外围设备接口603可被用于将I/O(Input/Output,输入/输出)相关的至少一个外围设备连接到处理器601和存储器602。在一些实施例中,处理器601、存储器602和外围设备接口603被集成在同一芯片或电路板上;在一些其他实施例中,处理器601、存储器602和外围设备接口603中的任意一个或两个可以 在单独的芯片或电路板上实现,本实施例对此不加以限定。The peripheral device interface 603 can be used to connect at least one peripheral device associated with an I/O (Input/Output) to the processor 601 and the memory 602. In some embodiments, processor 601, memory 602, and peripheral interface 603 are integrated on the same chip or circuit board; in some other embodiments, any of processor 601, memory 602, and peripheral interface 603 or The two can be implemented on a separate chip or circuit board, which is not limited in this embodiment.

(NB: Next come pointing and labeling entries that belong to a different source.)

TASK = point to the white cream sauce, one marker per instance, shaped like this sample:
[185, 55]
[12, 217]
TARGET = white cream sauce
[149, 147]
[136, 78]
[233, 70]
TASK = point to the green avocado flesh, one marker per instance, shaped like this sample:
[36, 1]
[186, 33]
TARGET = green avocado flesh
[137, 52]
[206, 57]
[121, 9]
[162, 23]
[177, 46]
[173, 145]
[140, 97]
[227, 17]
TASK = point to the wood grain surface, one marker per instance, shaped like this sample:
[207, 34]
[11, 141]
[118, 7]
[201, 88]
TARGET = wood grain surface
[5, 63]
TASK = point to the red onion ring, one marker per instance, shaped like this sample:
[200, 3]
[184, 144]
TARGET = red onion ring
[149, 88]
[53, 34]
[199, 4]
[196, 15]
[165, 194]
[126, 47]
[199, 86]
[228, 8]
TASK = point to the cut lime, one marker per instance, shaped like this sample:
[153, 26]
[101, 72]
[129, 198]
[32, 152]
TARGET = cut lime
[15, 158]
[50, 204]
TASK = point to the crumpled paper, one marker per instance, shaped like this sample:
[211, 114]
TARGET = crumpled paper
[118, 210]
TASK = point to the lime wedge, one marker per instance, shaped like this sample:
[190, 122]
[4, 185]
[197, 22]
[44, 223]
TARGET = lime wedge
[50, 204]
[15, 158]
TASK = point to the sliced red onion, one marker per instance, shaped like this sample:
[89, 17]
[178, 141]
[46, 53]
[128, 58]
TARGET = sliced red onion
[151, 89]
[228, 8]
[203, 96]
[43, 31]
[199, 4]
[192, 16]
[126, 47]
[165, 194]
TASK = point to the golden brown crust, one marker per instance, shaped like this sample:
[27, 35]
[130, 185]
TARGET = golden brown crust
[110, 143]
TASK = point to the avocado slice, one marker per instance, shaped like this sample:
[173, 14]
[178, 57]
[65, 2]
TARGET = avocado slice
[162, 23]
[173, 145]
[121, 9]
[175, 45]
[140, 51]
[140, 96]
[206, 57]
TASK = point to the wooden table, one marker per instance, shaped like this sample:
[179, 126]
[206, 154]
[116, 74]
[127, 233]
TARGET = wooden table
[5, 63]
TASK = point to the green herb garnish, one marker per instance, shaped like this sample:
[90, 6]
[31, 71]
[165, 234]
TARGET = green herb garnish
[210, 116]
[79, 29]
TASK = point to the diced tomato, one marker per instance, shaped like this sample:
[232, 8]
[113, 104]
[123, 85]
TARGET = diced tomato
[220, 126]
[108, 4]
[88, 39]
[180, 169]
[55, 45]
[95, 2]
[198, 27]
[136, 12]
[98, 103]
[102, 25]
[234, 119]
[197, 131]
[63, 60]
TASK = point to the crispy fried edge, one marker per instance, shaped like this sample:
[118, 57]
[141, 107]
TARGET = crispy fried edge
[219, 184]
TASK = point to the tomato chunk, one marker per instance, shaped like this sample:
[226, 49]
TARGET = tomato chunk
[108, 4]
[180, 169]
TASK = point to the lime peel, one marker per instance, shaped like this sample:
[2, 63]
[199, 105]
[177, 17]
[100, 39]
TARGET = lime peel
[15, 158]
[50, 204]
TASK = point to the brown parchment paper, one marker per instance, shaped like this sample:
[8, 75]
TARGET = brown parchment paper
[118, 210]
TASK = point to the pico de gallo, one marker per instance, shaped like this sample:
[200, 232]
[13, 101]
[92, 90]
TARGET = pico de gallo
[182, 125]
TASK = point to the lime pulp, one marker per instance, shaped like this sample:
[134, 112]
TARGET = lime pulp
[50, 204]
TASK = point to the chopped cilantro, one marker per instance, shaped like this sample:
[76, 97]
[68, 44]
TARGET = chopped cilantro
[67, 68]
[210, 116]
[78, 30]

射频电路604用于接收和发射RF(Radio Frequency,射频)信号,也称电磁信号。射频电路604通过电磁信号与通信网络以及其他通信设备进行通信。射频电路604将电信号转换为电磁信号进行发送,或者,将接收到的电磁信号转换为电信号。可选地,射频电路604包括:天线系统、RF收发器、一个或多个放大器、调谐器、振荡器、数字信号处理器、编解码芯片组、用户身份模块卡等等。射频电路604可以通过至少一种无线通信协议来与其它电子设备进行通信。该无线通信协议包括但不限于:万维网、城域网、内联网、各代移动通信网络(2G、3G、4G及5G)、无线局域网和/或WiFi(Wireless Fidelity,无线保真)网络。在一些实施例中,射频电路604还可以包括NFC(Near Field Communication,近距离无线通信)有关的电路,本申请对此不加以限定。The RF circuit 604 is configured to receive and transmit an RF (Radio Frequency) signal, also referred to as an electromagnetic signal. Radio frequency circuit 604 communicates with the communication network and other communication devices via electromagnetic signals. The RF circuit 604 converts the electrical signal into an electromagnetic signal for transmission, or converts the received electromagnetic signal into an electrical signal. Optionally, the radio frequency circuit 604 includes an antenna system, an RF transceiver, one or more amplifiers, a tuner, an oscillator, a digital signal processor, a codec chipset, a subscriber identity module card, and the like. Radio frequency circuitry 604 can communicate with other electronic devices via at least one wireless communication protocol. The wireless communication protocols include, but are not limited to, the World Wide Web, a metropolitan area network, an intranet, generations of mobile communication networks (2G, 3G, 4G, and 5G), wireless local area networks, and/or WiFi (Wireless Fidelity) networks. In some embodiments, the radio frequency circuit 604 may also include a circuit related to NFC (Near Field Communication), which is not limited in this application.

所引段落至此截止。